Так хуже все и хуже шли дела на Руси.
Глава VII
Год 7089 (1581)
Ноябрь
Годы, недуги, муки душевные и телесные, наконец, подломили могучую натуру Иоанна.
Не слышно опал и казней на Руси. Войска за рубежом не видят больше царя со стягом победным за собою. А надо бы Иоанну двинуться с места. Всю зиму Псков, врагами окруженный, стоит, уж и голодать начинают люди, затворившиеся в крепости и отражающие приступы войск Батория.
Но Иоанн духом упал. Царевича Ивана тоже не пускает от себя. А вдруг и сына старшего собьют враги с пути, против отца научат восставать.
Никому не верит старый сердцеведец, потому что хорошо знает самого себя, знает, что ему тоже нельзя ни капли верить, если только земли и царства касается.
И живут в мрачной Александровской слободе по-старому отец с двумя сыновьями взрослыми, с новой молодой мачехой-царицей, Марией Нагих в девичестве. Матерью скоро готовится стать молодая царица. Не попусту в седьмой раз женился Иоанн, отягченный годами, болезнями и распущенностью своею.
И другая обитательница мрачного дворца в Слободе, третья жена царевича Ивана, юная царевна Марина, тоже носит ребенка. Внука готовит державному деду.
Так и блаженная Аленушка говорит, любимица царевны Марины.
– Раньше да выше будет твой царевич ее царевича! – тыкая пальцем в царицу Марию, бормочет дурочка царевне Марине.
Та – алеет. А царица-мачеха бледнеет и брови сжимает грозно. Зла царица Марья, в свой род, в Нагих пошла.
И порой, пересилив отвращение, какое внушает ей старый, больной мучитель-сластолюбец Иоанн, – ластится к мужу царица и жалуется:
– Слышь, бают, наш сын будет ниже сына этой дуры, бабенки Ваниной, снохи-то твоей! Может ли быть то?
– Пока я жив, – не может…
– Ну то-то! А зачем она дразнит меня? Видит, что ты, старый грешник, заглядываться стал на сноху-прелестницу… Даром, что на сносях баба… Не хуже вот меня – полным-полна! Прочь поди! Не люблю такого…
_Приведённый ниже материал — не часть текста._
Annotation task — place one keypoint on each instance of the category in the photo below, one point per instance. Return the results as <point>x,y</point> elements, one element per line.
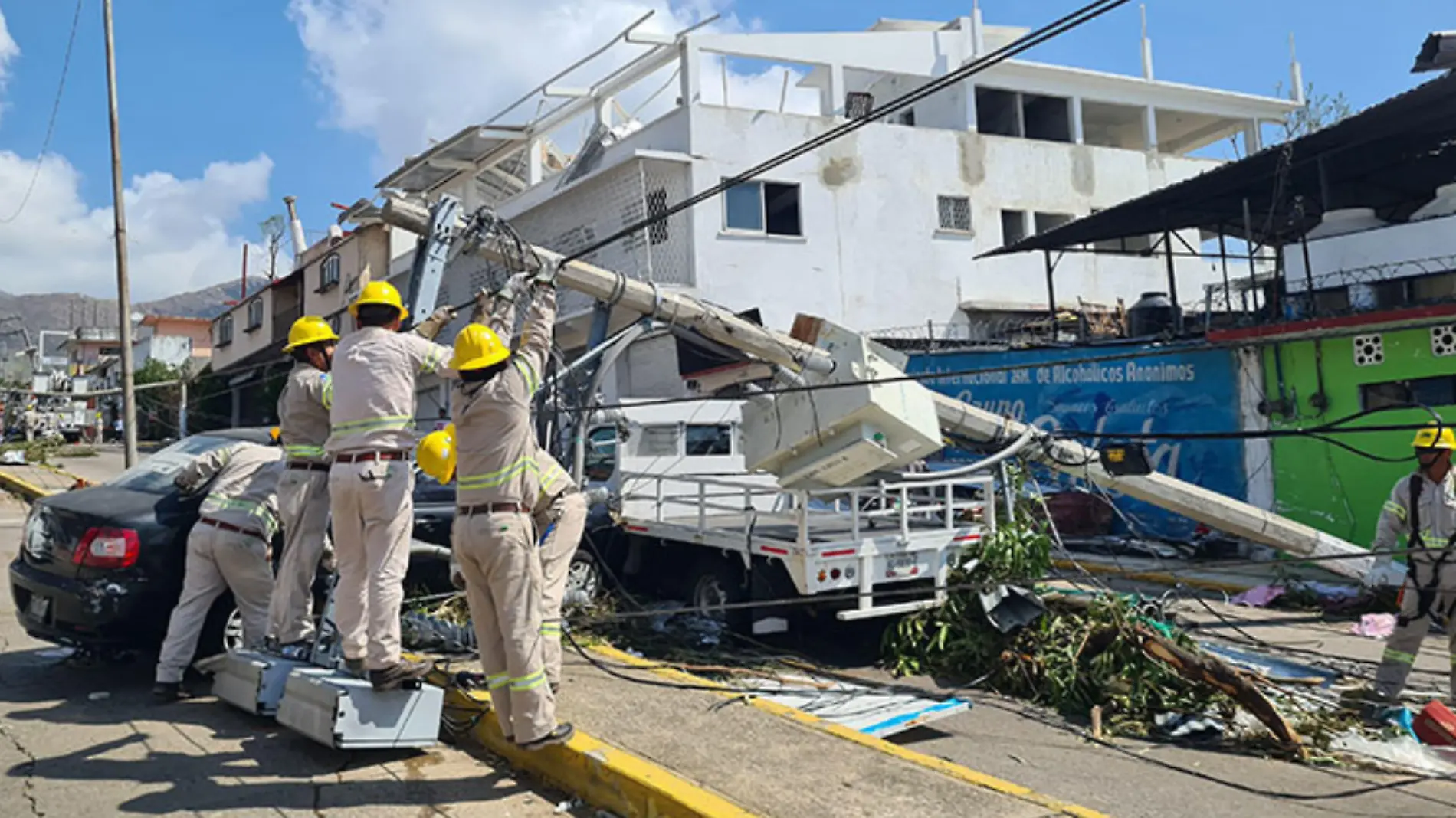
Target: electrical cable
<point>50,126</point>
<point>1025,43</point>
И делает вид, что хочет оттолкнуть мужа.
А тот тянется за женой и шепчет:
– Постой, погоди минутку… Еще… минутку… Малость самую… А уж я… Я проучу ее…
И взглядом ищет старый, привычный посох свой с острым наконечником. Не расстается с ним и доныне царь. Часто гуляет жезл по спинам рабов нерадивых…
– А уж какая охальница да срамница баба. Нагишом чуть не при людях ходит. Да с парнями все бы ей. Гляди, внучок-то твой богоданный – так только, по имени роду вашего царского, а не взаправду… Грехи! Поганая бабенка. Каждому на шею готова кинуться.